Another recent addition to post-MI pharmacotherapy is ivabradine, a selective inhibitor of cardiac pacemaker cells in the sinus node of the right atrium, which controls the heart rate. Beyond its current use in treating stable angina [77], increasing evidence suggests ivabradine decreases cardiac structural remodelling and alleviates the risks of developing HF post-MI [78]. Immunological effects have been suggested by a study showing an increase in circulating numbers of myeloid dendritic cells (mDC) after six months of ivabradine treatment [78]. mDC negatively correlate with HF progression [79,80]. The same study showed a significant reduction in TNF-α concentrations [78]. A significant decrease in hsCRP levels was further recorded in patients treated with ivabradine for 30 days [81] which could be another plausible mechanism through which ivabradine reduces HF risk. In conclusion, despite a paucity of clinical trials, evidence suggests ivabradine has immunomodulatory effects.
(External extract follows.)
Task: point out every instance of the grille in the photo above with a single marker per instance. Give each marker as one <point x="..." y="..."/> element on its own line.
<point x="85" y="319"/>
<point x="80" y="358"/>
Combination therapy: The immune response is a crucial player in post-MI restoration of tissue integrity. However, while immunomodulation may prevent ongoing damage, it is unlikely to replace tissue that has been lost already. Combining immunomodulation with regenerative therapies, such as biomaterial-based strategies or cell therapies aiming to replace damaged cardiomyocytes, seems the most promising future strategy [3]. Numerous studies have evaluated the effect of stem cell mobilisation, recruitment or transplantation into the myocardium [82,83]. While both fields are still in their infancy, once initial hurdles are overcome, the outlook for cardiac regeneration post-MI is promising.

Complications of immunotherapies: Potential side effects need to be carefully considered before the administration of immunosuppressive drugs post-MI. The immune system needs to be tightly regulated to ensure efficient responses against infections and cancers, while preventing autoreactivity. Suppressing the immune system post-MI may impact wound healing and regenerative processes, weaken defences against infectious diseases, and undermine the ability of the immune system to detect and destroy malignant growth early on. Chronic immunosuppressive treatment using methotrexate, cyclosporine or anti-TNF reagents is known to carry an increased risk of lymphoma, due to decreased immunosurveillance [84].